Last week, giving every impression that Canada’s postures on the subject of human rights in China are negotiable, Prime Minister Justin Trudeau allowed that perhaps the free trade agreement with China that his party’s decrepit old sell-outs so feverishly desire might take a bit longer than they would want, owing to “an awful lot of work to do to get towards that, whether it’s on human rights and governance issues, whether it’s on respect for the rule of law around Canadian investments.”

Yes, quite.

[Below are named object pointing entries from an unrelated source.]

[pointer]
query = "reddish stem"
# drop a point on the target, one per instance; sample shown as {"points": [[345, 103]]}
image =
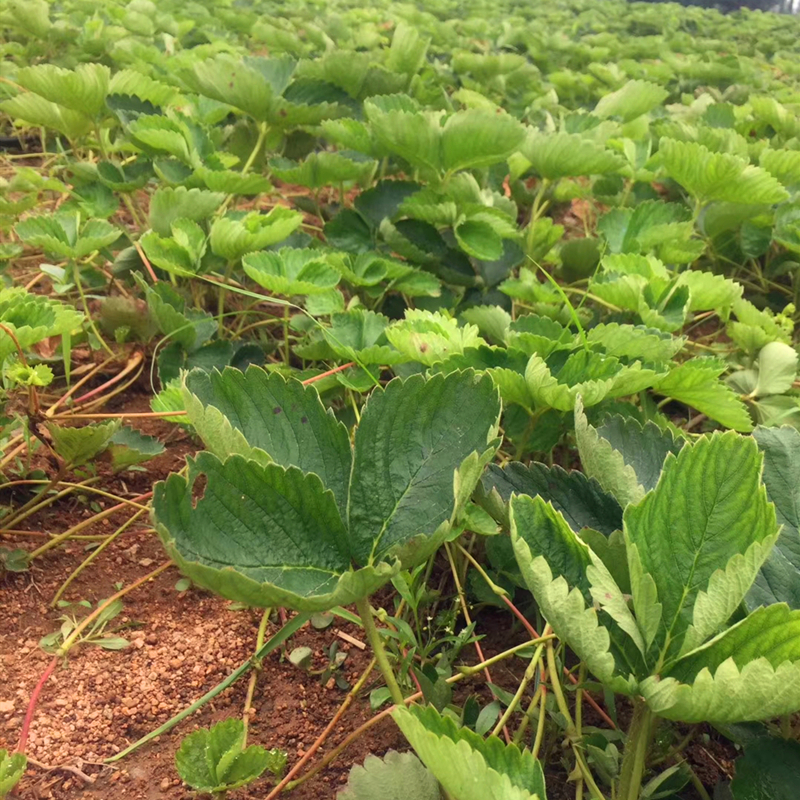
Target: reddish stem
{"points": [[589, 699], [26, 725], [134, 362]]}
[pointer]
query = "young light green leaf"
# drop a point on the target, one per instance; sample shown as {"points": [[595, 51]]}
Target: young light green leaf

An awful lot of work will be required to shift President Xi Jinping, whose family has mysteriously accrued hundreds of millions of dollars to itself in the course of his rise to the pinnacle of China’s gangland power structure, and who has accrued to himself greater power than any Chinese president since Mao Zedong, and whose accomplices in the National People’s Congress include more than 200 gluttonous parasites with a combined net worth of $463 billion, roughly equal to the gross domestic product of Sweden.

Having driven the Chinese people into penury ($18 trillion in debt, as of last year) and after sucking the lifeblood out of China’s captive pool of slave labour (the number of workers’ strikes and protests has tripled over the past three years), two-thirds of China’s Communist Party overlords are preparing to abscond from the country altogether, according to a 2014 poll by Shanghai’s Hurun Research Institute. “Capital flight” from China reached nearly $1 trillion last year.

And what of Kevin Garratt, the innocent missionary the regime kidnapped in retaliation for the Canada having mentioned two years ago that Beijing’s military hackers had just broken into the National Research Council’s mainframes? And what of the 319 Chinese lawyers, human rights activists and their family members who have been interrogated, locked away in dungeons, held under house arrest or simply made to disappear over the past six months? What of the 20 people arrested in March for having the temerity to write a letter calling on Xi Jinping to resign?

We should mind our tone, Trudeau’s hapless, gawping foreign affairs minister, Stéphane Dion, continues to instruct us. The ghastly and unpardonable crimes of Beijing’s ravenous elites are best left to polite exchanges, in parlours. Says Dion: “I think that’s the best way to see progress made.”

Terry Glavin is an author and journalist.